Belkide üç ay boyunca görmeyecek olduğum adamımı. Mavi gömleğiyle geliyor ve sahneyi çekiyoruz ve son kestik sözünü duyuyoruz.
Yönetmen: çok iyi iş çıkardınız çocuklar harikasınız,
Herkes birbirine sarılıp teprik ediyordu.
Yönetmen: hadi pasta hazırsa pastayı kesmeye gidelim, aslında çocuklar bugün sezon finalini bir eğlence ile kutlayacağız fakat Aybüke bu gece Japonya'ya uçuyor, başrollerimize pasta kesmemek ayıp olurdu
Aybüke: hiç gerek yoktu hocam
Yönetmen: olur mu öyle şey hadi geçelim
Tolga:Aybüke'nin gideceğinden haberim yoktu öyle bir planıda yoktu anlaşılan son anda karar vermişti.

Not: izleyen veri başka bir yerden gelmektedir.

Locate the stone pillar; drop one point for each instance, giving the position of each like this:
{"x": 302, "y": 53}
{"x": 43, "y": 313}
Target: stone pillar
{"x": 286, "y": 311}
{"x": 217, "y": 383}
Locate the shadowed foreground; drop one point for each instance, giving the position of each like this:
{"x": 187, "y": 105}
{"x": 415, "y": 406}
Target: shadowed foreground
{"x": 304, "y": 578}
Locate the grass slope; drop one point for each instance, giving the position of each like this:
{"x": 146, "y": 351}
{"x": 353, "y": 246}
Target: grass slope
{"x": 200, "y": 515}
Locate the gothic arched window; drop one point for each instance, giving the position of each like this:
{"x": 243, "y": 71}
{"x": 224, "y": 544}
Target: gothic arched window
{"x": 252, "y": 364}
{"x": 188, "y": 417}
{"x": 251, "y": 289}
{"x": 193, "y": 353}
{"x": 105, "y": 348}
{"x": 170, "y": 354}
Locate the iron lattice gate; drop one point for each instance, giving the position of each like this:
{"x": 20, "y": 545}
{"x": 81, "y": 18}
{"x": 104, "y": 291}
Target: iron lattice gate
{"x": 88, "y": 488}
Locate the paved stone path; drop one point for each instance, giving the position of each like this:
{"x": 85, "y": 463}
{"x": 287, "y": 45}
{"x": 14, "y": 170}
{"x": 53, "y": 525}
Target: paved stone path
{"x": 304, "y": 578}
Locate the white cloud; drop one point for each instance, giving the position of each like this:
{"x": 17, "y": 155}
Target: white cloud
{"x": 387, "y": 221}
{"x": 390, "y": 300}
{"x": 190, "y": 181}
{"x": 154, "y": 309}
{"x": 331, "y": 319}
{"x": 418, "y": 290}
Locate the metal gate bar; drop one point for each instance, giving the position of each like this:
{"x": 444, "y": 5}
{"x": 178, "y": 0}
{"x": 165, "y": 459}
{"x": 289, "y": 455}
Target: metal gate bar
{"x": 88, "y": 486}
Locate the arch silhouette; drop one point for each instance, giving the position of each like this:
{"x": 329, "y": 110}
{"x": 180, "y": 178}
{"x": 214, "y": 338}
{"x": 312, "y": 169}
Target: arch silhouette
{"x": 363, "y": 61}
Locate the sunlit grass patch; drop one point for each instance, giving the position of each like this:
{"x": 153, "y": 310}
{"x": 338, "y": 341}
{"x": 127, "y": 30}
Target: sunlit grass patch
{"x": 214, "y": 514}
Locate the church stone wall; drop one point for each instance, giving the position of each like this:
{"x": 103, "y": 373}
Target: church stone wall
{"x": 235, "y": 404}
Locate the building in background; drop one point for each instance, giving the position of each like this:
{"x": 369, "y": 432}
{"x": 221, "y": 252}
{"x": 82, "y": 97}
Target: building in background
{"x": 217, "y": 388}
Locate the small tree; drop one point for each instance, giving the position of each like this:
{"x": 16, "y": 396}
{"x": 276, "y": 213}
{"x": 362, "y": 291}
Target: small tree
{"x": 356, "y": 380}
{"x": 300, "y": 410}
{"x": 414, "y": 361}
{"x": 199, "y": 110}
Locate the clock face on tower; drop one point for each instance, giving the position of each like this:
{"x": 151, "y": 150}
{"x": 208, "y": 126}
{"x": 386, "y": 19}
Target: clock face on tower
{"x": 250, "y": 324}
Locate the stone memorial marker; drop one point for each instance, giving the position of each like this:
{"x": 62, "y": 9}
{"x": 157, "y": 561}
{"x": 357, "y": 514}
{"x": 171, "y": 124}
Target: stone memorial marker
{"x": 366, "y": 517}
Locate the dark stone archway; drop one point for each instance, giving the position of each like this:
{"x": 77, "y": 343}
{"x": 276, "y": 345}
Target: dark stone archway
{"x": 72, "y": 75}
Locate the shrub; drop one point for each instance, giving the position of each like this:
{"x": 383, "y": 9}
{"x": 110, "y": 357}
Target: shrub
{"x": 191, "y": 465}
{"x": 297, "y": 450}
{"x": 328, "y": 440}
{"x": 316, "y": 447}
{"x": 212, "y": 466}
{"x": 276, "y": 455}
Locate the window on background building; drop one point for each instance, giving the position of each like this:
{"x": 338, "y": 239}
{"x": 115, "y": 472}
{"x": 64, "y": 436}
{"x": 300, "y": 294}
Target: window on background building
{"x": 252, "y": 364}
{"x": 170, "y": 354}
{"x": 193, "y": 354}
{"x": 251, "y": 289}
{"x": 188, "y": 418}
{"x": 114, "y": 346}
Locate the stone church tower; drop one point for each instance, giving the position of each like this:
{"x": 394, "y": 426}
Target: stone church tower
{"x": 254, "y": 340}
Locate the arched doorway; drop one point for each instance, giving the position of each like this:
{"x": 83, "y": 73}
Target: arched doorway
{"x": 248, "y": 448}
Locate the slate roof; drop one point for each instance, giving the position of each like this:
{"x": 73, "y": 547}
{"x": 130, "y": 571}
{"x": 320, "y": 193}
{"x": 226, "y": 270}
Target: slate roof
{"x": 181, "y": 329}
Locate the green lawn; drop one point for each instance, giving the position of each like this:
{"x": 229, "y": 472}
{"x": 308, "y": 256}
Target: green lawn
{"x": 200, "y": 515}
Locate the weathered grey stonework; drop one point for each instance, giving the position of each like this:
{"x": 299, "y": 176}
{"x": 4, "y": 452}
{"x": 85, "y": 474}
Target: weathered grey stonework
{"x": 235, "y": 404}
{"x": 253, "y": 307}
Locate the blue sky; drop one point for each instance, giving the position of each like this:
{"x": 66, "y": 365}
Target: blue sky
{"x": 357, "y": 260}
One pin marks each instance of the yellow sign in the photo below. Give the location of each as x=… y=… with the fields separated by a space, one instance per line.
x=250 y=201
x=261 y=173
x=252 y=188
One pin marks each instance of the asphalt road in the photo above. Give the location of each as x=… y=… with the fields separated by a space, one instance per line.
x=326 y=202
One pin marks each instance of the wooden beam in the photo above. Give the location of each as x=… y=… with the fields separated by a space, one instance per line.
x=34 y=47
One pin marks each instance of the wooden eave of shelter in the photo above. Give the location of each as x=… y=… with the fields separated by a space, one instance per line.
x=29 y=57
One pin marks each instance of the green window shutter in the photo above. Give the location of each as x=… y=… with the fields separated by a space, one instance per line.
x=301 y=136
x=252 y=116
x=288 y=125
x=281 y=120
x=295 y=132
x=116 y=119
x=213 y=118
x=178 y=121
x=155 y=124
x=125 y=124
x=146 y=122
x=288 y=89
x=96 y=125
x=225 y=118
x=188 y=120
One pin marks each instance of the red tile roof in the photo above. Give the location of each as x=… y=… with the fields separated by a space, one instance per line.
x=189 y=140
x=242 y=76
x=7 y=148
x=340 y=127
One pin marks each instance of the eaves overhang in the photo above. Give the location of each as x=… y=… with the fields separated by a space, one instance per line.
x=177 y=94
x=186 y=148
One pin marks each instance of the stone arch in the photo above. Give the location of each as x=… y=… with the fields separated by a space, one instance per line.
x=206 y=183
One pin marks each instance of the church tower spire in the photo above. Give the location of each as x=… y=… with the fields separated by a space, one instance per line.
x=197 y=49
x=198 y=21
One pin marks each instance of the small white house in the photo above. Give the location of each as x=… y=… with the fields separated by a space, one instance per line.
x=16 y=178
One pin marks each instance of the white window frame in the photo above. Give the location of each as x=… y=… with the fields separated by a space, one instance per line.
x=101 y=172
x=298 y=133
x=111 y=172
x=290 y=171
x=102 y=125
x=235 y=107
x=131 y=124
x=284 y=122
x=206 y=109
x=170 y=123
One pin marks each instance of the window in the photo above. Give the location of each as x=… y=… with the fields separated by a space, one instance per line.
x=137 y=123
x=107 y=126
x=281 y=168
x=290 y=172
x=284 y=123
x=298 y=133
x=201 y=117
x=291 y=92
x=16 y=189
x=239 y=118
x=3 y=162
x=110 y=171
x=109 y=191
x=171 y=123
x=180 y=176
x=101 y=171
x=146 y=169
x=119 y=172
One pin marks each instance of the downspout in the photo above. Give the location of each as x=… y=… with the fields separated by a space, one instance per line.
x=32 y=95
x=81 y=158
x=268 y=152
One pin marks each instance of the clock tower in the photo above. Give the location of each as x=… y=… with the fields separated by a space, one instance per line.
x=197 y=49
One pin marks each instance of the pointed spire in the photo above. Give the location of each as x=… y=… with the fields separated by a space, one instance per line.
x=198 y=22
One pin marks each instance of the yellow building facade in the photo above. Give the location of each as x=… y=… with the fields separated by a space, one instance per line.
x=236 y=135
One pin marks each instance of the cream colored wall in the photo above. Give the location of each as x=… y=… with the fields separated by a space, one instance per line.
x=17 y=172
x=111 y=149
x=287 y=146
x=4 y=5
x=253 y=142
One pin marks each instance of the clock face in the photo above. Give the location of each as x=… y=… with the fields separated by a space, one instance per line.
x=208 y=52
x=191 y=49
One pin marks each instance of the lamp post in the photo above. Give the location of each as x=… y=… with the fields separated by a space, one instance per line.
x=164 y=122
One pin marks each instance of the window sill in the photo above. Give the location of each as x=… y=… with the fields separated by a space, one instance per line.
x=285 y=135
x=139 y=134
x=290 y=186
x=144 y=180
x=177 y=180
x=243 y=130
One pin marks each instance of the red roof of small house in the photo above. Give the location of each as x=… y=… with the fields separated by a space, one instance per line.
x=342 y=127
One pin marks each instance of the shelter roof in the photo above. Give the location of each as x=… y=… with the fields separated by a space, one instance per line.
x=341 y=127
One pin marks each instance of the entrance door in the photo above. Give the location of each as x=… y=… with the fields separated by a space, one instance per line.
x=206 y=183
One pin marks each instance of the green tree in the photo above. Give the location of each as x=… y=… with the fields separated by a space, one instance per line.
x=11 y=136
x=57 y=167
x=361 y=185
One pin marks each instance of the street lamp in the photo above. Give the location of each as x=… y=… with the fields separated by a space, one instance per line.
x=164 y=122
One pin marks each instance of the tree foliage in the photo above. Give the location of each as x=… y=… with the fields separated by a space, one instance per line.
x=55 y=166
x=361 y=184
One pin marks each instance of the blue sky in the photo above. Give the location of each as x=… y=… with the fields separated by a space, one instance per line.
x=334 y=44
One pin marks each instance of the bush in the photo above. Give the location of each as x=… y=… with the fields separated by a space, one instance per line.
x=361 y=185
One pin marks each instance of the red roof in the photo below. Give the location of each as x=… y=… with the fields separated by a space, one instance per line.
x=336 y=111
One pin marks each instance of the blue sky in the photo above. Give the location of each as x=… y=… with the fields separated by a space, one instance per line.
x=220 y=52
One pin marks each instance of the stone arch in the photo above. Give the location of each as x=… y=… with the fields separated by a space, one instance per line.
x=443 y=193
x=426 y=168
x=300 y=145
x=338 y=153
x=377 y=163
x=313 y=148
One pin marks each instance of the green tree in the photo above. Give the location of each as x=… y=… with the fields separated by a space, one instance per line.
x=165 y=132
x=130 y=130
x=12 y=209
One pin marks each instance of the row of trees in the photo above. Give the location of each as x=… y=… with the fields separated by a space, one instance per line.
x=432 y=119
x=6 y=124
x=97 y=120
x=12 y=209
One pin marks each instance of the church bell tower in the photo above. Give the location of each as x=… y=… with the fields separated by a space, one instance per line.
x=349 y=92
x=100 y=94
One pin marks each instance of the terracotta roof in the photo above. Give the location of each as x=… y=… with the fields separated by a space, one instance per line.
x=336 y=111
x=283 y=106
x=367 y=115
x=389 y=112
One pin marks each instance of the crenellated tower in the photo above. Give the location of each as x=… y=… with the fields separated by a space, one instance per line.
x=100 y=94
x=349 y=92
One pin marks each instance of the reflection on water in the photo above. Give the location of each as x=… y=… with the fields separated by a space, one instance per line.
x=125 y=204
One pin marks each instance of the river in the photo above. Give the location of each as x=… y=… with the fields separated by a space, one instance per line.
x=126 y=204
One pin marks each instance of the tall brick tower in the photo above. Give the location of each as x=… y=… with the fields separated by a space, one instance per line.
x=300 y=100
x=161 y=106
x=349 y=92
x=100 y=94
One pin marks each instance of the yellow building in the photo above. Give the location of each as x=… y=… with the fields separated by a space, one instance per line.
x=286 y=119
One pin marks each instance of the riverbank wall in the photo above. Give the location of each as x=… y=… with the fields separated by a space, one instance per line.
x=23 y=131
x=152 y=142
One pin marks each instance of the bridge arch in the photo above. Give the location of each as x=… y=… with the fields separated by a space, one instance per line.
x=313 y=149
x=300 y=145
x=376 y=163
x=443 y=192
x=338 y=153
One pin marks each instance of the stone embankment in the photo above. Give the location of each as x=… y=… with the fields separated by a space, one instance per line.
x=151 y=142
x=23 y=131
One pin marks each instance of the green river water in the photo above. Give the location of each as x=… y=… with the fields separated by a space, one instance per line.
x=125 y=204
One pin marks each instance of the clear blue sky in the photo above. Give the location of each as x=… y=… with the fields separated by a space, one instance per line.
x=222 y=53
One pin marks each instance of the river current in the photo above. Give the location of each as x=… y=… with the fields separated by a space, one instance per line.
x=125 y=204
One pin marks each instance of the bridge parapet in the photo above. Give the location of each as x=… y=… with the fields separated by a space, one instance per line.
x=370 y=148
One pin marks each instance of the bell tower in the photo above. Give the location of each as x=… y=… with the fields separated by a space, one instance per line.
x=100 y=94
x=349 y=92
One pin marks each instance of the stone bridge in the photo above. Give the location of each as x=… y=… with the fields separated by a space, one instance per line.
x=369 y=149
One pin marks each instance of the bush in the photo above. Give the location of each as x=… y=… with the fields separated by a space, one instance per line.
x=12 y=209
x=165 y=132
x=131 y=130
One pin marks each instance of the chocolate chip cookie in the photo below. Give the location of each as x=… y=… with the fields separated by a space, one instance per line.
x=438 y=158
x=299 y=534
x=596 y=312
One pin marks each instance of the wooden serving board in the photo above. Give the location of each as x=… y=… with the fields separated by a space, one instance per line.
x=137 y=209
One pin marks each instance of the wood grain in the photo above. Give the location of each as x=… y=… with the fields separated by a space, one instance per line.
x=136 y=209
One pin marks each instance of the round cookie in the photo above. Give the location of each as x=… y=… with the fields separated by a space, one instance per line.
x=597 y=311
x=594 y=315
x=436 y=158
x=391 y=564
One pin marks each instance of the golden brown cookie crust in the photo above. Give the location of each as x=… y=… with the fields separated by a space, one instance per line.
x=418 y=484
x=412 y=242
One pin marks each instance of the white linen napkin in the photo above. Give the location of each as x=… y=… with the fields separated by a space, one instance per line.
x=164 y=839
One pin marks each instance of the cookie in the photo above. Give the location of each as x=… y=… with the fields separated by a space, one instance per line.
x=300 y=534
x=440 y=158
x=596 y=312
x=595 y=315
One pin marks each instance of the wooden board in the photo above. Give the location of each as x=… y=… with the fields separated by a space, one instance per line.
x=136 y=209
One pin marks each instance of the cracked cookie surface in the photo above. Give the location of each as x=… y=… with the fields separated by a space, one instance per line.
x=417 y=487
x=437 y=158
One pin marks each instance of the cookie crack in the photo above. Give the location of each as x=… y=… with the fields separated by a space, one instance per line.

Ne kadar kalacaktı acaba.
Aybüke
Pastaları kesiyoruz ve ben herkese veda ediyorum setten ayrılıyorum.
Yönetmen: tolgacım sen geliyorsun değil mi akşam
Tolga: yok hocam benimde planım vardı kusura bakmayın
Yönetmen: olur mu öyle şey ne kusuru
Tolga
Ben biraz önce setten ayrılan
Aybüke'nin arkasından gidiyorum ve kollarından tutuyorumAybüke: hayrola, bırak kolumu
Tolga: ne kadar kalıcaksın orada
Aybüke: sanane!
Tolga: tek mi gidiyorsun
Aybüke: buda seni ilgilendirmez
Tolga: ne o gerçekten Japon olup olmadığınımı test etmeye gidiyorsun
Aybüke: seninle bu aptalca espirine gülecek kadar samimi değilim
Tolga: neden acaba hiç düşündün mü
Aybüke: ne o sen benden ayrıldığına pişmansın galiba
Tolga: ben verdiğim hiç bir karardan pişmanlık duymam
Aybüke: iyi yanılmışım demek ki ne halin varsa gör, müsadenle şimdi gidip bavulumu hazırlamam gerek
Tolga: buyur buyur müsade senin hiç zaman kaybetme!